If you answered “the competition,” you’re far from alone. In our experience, companies making decisions about developing and launching new products commonly fail to anticipate their rivals’ motivations and actions.1 Moreover, the failure often contributes to innovation-related disappointments, many of which are below the radar and quite insidious: your rival, for example, discounts prices to encourage customers to stock up on its product rather than try yours, ties up distributors so you can’t get shelf space, or duplicates your service to dissuade consumers from switching.
- How much of a lead or leap—technological or otherwise—must we make in the next generation of our product or service?
- How might our new product or service stand up to the pressures of the existing—and, potentially, the new—competitive landscape?
- What price point will our product or service support and sustain?
- Which product classes will face the most competition, and will supply-side dynamics or customer demand drive it?
- Can we adapt any of our existing products to differentiate them further for the geographies or segments that will face the most pressure?

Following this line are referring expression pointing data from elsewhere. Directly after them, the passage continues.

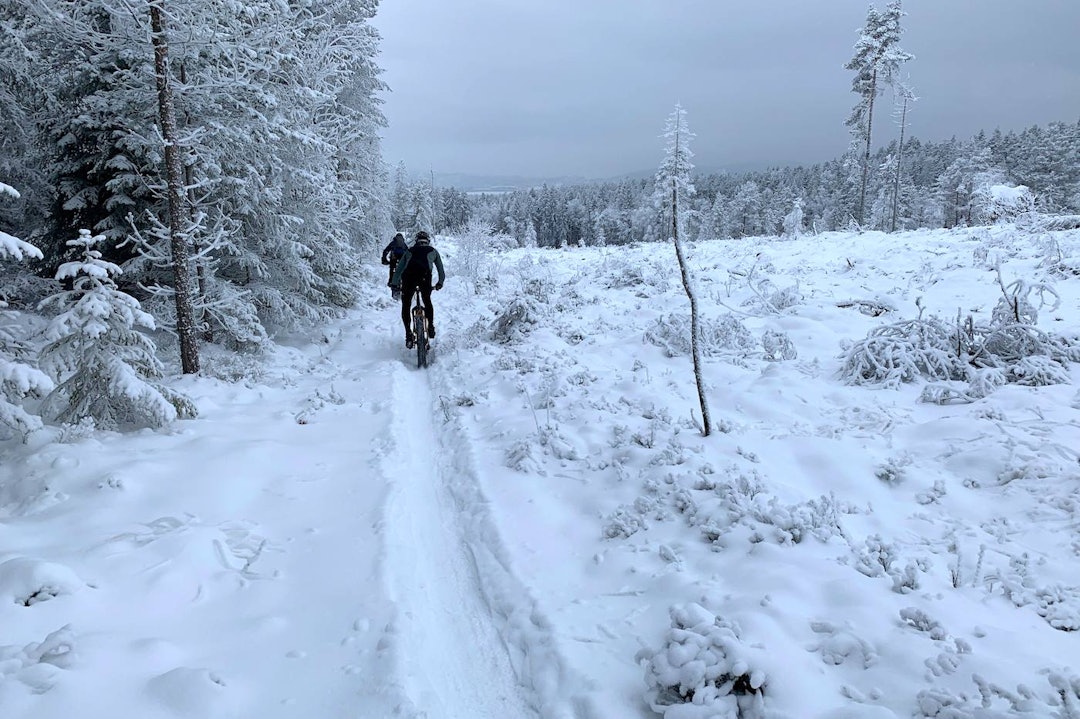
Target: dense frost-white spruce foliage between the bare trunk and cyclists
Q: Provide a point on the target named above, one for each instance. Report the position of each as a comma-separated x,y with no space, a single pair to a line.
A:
286,99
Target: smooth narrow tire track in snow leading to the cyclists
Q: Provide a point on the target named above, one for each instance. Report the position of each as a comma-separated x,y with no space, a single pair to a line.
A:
453,661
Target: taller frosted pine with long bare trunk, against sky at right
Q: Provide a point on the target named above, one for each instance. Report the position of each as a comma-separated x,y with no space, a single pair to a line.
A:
876,64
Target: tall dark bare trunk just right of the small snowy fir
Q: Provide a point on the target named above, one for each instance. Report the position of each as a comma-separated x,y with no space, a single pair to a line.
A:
174,181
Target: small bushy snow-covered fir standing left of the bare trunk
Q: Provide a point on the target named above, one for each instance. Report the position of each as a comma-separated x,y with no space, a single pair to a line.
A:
105,367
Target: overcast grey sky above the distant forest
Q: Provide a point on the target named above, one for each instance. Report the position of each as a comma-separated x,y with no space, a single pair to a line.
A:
548,88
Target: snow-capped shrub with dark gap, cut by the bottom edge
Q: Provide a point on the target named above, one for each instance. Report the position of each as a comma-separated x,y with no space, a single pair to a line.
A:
705,671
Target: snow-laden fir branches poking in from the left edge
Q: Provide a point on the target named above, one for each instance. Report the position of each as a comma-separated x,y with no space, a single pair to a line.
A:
18,379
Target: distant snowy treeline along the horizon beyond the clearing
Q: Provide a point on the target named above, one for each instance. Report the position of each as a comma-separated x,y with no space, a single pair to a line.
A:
938,185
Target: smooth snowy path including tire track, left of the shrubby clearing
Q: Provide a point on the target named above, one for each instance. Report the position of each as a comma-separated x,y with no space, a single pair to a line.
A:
291,553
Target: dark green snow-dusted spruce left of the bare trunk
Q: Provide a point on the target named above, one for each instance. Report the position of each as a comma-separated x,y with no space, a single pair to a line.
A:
93,114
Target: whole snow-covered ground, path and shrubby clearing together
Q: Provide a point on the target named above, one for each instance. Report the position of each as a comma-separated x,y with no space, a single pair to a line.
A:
514,532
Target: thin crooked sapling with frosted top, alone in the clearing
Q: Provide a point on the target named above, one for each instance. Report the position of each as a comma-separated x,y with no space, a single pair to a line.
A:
673,183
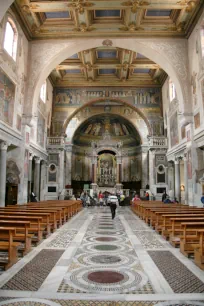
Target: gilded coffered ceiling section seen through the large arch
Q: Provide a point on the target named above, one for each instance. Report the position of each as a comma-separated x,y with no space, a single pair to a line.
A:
107,66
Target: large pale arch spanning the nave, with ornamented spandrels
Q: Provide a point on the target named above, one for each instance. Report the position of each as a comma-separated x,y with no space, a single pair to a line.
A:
170,54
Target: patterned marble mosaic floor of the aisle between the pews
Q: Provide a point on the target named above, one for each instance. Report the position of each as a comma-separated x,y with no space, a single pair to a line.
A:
94,260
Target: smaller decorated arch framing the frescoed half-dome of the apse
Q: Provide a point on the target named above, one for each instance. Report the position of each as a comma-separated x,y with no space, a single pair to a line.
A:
143,136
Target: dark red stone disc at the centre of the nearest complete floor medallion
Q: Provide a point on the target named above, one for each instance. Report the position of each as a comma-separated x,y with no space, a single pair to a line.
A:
105,277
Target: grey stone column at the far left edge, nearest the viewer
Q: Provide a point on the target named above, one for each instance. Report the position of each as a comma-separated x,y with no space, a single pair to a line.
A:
3,153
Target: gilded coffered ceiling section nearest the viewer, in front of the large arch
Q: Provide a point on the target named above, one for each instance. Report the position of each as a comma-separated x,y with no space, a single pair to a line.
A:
46,19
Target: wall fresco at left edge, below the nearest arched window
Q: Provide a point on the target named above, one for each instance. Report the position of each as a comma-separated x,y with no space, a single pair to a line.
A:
7,97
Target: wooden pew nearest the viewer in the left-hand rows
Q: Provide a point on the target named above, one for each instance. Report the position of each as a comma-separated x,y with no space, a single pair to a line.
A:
9,246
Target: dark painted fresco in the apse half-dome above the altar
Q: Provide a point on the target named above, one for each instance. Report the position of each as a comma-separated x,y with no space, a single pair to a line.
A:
96,127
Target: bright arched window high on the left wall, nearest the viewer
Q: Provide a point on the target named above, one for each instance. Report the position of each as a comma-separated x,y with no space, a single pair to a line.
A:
11,38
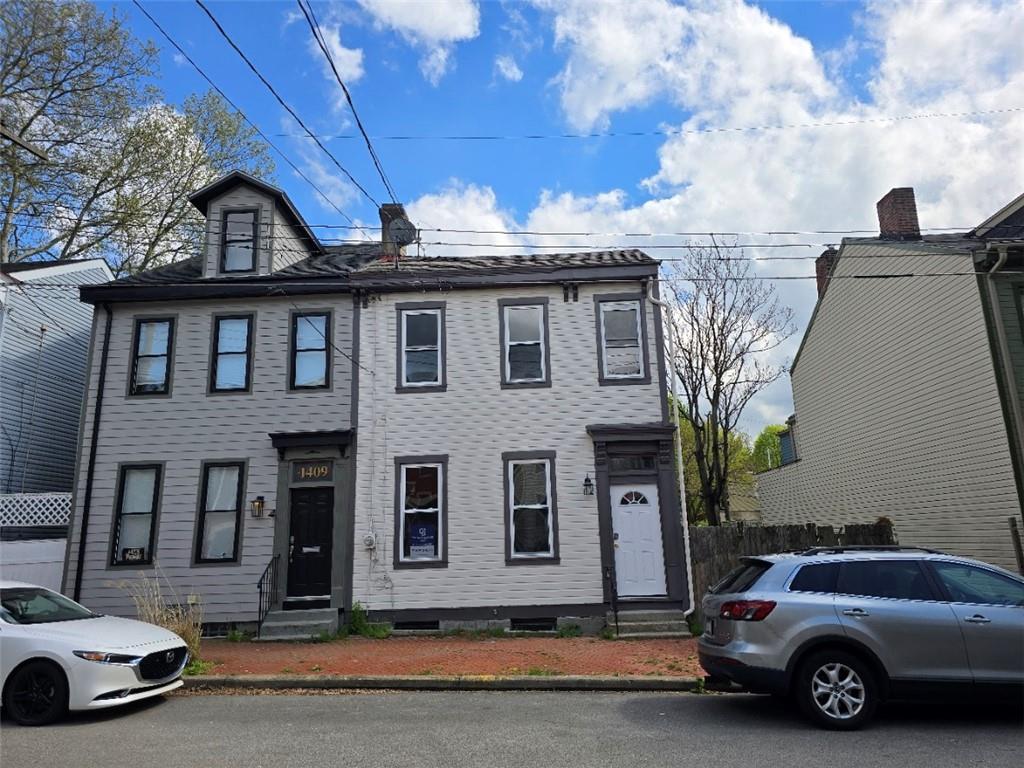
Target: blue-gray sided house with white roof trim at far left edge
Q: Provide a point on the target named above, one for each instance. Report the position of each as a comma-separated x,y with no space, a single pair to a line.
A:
45,343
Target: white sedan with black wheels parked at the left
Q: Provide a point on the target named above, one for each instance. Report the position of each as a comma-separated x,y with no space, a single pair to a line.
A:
58,656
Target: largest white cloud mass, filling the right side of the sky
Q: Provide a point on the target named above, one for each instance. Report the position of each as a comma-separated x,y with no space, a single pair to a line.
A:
727,64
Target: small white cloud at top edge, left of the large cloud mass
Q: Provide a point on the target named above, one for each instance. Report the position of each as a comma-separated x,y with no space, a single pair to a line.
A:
434,28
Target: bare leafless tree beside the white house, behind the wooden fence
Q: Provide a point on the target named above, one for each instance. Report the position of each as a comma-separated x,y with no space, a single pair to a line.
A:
726,322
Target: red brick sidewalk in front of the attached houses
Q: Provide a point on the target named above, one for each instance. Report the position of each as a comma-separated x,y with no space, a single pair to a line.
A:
457,656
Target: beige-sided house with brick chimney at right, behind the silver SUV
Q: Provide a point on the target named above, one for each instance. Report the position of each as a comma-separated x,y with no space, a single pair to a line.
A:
909,387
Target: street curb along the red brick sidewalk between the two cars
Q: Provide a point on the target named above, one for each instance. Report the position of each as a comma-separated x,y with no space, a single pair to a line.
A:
483,682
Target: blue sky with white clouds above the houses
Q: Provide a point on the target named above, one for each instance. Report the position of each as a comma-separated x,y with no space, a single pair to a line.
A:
552,67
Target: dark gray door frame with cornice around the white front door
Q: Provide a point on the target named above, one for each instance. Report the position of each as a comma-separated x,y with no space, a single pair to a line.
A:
655,441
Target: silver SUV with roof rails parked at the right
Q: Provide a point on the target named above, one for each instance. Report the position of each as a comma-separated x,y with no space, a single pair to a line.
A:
843,629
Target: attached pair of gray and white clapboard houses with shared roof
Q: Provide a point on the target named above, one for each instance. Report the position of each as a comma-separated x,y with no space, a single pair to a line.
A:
284,430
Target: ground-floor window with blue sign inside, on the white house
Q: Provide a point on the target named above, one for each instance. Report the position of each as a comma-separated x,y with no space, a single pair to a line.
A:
420,515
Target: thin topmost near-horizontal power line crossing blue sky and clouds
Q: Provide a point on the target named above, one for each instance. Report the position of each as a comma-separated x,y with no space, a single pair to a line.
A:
671,132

- Which customer segments will our competitors focus on, and how do these segments overlap with the ones our new offering targets?
- What ideas could put our product or service out of business in the next one to three years?
- Can we create value and continued appeal with our service given the possible responses of attackers and other competitors, our responses to them, and their responses to our responses, over a defined period of time?
- What next versions and extensions are required to keep our idea in play, sustainable and scalable, and how do we start building them now?